Bank of International Settlements Publishes Its Blueprint for CBDCs, Praises Programmable Money
In a press release earlier this week, the Bank for International Settlements (BIS) announced that it was throwing its weight behind central digital currencies (CBDCs), publishing a blueprint of a future monetary system “underpinned” by this type of money.
And the BIS also heaped praise on the concept of programmable money.
The announcement of the blueprint that’s supposed to represent the foundation of the world’s new financial and monetary system came just a day after reports that the BIS and the Bank of England had completed a CBCD project.
The project – dubbed “Rosalind” – is described as a joint experiment by the BIS Innovation Hub London Center and the Bank of England, that produced 33 API functionalities and looked into over 30 retail CBDC use cases.
And those behind the “experiment” said they were satisfied that it proved an API layer could work “with different private sector applications and central bank ledger designs” – and what’s now needed is standardization of API functionalities to support many use cases.

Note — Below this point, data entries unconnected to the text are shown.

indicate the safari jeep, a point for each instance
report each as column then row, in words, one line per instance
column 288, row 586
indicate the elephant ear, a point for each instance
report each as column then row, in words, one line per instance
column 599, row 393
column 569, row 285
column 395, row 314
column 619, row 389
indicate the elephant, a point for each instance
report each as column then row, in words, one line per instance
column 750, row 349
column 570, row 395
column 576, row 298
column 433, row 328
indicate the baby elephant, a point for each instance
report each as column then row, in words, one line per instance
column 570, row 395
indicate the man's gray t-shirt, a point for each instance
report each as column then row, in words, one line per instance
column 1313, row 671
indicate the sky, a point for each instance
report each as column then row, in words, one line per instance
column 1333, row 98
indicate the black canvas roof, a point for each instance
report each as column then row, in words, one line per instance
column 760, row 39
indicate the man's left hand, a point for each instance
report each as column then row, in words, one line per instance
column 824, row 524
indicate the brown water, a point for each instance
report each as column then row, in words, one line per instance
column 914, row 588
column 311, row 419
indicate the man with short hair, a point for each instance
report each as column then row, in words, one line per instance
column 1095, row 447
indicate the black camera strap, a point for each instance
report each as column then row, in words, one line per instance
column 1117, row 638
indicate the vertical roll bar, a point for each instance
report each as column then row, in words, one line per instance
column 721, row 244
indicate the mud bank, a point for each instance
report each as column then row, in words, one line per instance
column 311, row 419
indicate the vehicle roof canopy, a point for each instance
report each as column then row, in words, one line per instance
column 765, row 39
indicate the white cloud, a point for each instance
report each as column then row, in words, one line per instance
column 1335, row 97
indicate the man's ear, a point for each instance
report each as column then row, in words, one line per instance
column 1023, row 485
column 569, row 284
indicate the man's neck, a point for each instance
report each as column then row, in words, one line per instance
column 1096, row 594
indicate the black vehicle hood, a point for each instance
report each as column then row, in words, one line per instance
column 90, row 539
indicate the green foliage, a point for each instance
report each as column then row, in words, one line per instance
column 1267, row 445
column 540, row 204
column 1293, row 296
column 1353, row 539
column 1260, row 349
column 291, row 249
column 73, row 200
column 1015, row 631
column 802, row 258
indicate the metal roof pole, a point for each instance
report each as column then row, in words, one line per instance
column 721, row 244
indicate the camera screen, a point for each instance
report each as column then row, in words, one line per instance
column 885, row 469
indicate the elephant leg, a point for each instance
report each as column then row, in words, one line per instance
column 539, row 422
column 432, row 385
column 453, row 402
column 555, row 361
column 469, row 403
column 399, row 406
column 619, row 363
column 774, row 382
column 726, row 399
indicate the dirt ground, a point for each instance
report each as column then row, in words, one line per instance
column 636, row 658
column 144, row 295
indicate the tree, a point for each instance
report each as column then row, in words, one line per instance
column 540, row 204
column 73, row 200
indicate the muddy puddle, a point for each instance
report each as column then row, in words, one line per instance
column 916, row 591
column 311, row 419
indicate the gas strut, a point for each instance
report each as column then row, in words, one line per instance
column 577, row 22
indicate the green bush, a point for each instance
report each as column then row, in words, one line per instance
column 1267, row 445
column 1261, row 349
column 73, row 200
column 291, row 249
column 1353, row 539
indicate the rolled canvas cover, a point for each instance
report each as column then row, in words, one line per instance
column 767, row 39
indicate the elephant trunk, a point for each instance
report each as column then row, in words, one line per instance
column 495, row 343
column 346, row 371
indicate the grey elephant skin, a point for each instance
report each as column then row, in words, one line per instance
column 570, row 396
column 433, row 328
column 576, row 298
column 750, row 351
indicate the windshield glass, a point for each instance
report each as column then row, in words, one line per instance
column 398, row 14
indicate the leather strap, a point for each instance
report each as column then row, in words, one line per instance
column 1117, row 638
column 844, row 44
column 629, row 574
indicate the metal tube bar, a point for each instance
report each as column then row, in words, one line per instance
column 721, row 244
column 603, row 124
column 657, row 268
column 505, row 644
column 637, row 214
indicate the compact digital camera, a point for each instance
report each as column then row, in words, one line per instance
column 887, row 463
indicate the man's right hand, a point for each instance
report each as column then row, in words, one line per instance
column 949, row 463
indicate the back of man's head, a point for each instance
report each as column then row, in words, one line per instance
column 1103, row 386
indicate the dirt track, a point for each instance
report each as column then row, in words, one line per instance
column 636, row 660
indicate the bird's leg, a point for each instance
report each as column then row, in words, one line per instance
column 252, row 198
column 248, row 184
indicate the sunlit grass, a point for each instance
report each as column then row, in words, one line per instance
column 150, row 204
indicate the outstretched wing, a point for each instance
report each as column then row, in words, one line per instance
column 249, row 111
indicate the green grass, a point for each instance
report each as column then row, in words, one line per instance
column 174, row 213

As for the newly-published BIS blueprint, it came as a special chapter in the organization’s annual economic report, purporting that it was opening the door to “a new era” where the monetary system and the economy would develop together.

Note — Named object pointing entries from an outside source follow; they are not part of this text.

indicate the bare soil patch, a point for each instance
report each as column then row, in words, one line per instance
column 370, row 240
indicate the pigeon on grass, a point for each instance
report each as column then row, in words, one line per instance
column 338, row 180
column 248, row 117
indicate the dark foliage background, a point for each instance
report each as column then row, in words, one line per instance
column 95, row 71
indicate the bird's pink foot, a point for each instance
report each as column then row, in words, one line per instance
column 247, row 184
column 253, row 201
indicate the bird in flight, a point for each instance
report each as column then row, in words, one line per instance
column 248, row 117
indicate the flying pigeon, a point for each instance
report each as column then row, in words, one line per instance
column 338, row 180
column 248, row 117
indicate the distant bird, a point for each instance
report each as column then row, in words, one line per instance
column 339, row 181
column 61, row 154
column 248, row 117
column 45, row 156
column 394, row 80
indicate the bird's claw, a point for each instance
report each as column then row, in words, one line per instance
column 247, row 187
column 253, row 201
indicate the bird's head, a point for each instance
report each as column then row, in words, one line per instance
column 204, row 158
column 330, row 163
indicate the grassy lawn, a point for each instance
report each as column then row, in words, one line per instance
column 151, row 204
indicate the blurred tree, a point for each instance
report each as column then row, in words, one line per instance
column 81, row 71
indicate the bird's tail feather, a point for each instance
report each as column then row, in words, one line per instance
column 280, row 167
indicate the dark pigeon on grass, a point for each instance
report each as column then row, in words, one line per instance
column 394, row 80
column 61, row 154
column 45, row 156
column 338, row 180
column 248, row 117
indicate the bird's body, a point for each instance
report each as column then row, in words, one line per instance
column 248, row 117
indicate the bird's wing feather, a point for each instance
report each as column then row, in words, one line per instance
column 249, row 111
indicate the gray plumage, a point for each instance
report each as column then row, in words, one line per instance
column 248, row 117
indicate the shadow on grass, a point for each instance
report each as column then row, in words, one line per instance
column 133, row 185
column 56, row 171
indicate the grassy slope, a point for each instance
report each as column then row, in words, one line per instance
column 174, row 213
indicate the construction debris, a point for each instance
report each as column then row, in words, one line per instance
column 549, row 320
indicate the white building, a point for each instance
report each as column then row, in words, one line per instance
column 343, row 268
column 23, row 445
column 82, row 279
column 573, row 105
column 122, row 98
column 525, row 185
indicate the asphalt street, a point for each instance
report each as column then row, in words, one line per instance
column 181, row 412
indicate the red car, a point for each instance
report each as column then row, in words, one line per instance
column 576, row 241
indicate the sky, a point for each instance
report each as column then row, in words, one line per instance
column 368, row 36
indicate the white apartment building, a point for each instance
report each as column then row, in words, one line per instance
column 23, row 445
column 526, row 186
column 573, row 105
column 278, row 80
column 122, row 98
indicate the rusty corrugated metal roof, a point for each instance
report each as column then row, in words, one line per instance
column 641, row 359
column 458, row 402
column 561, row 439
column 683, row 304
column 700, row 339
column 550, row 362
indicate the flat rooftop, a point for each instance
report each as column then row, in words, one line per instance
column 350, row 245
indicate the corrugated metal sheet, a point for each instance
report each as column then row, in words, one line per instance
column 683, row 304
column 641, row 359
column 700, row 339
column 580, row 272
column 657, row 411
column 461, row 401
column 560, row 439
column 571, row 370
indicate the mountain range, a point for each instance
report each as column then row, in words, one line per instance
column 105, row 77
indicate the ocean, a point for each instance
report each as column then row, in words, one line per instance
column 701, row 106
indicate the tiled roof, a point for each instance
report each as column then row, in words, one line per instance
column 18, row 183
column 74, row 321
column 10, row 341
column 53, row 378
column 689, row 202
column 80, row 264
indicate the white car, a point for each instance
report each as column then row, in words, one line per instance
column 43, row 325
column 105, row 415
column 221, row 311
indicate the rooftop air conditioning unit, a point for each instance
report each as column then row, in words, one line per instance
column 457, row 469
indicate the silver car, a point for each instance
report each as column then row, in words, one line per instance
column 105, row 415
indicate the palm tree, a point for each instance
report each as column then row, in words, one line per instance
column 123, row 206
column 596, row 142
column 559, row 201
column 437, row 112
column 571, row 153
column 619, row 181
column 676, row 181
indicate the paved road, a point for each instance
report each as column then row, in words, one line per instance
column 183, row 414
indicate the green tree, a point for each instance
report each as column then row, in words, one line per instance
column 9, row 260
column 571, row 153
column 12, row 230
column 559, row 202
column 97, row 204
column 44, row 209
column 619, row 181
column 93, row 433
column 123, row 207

Programmable central bank money seems to be taken as the key to make this happen, by creating a single platform for transactions and contracts, thanks to putting together tokenized commercial bank money and assets “on a single platform.”

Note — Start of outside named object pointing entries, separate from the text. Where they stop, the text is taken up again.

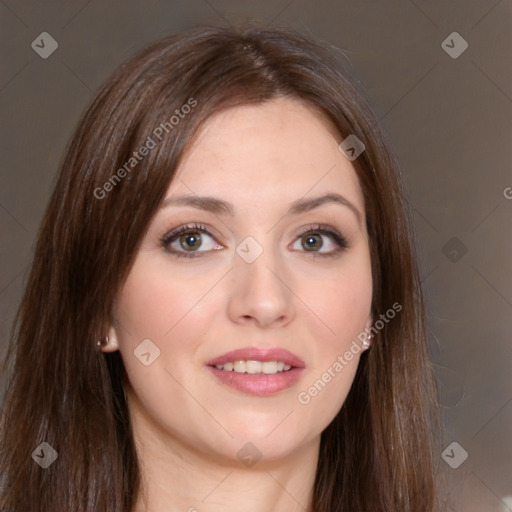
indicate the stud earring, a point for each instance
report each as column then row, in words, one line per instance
column 102, row 343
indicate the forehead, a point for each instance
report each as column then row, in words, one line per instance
column 274, row 151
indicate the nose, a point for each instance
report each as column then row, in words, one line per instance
column 261, row 293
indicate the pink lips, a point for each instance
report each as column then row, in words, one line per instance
column 259, row 354
column 258, row 384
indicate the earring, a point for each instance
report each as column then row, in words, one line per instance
column 102, row 343
column 366, row 343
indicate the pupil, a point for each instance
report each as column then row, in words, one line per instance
column 313, row 242
column 190, row 241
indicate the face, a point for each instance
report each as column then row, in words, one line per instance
column 260, row 247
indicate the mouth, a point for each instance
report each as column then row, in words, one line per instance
column 259, row 372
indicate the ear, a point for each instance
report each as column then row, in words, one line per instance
column 369, row 321
column 112, row 341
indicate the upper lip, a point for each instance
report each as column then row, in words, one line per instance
column 259, row 354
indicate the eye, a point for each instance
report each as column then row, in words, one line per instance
column 321, row 239
column 189, row 240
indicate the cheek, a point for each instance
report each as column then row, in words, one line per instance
column 341, row 301
column 157, row 304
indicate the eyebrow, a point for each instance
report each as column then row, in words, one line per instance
column 219, row 207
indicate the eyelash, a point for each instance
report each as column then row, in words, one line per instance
column 320, row 229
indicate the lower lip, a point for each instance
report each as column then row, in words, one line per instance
column 258, row 384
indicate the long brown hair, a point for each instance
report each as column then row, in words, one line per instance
column 378, row 454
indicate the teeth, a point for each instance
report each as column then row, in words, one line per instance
column 255, row 367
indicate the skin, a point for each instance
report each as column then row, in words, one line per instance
column 189, row 426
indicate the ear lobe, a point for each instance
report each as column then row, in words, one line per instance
column 112, row 343
column 369, row 321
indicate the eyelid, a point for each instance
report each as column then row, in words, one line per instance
column 323, row 229
column 169, row 237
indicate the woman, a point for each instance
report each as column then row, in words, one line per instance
column 224, row 310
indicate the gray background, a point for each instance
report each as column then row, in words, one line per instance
column 450, row 122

The BIS will not tell you that this could be seen as yet another move towards dangerous levels of global centralization, but rather explains its ideas as a game-changing new financial infrastructure that would offer a range of benefits.
And in this land of financial rainbows, butterflies, and unicorns, not only will things get done faster and cheaper – but new kinds of transactions will be possible, with the only limit being “the ingenuity of public and private innovators.”
But before we get there, we must accept that tokenization in this context isn’t really any good without access to central bank money, and all the “trust” that comes with it.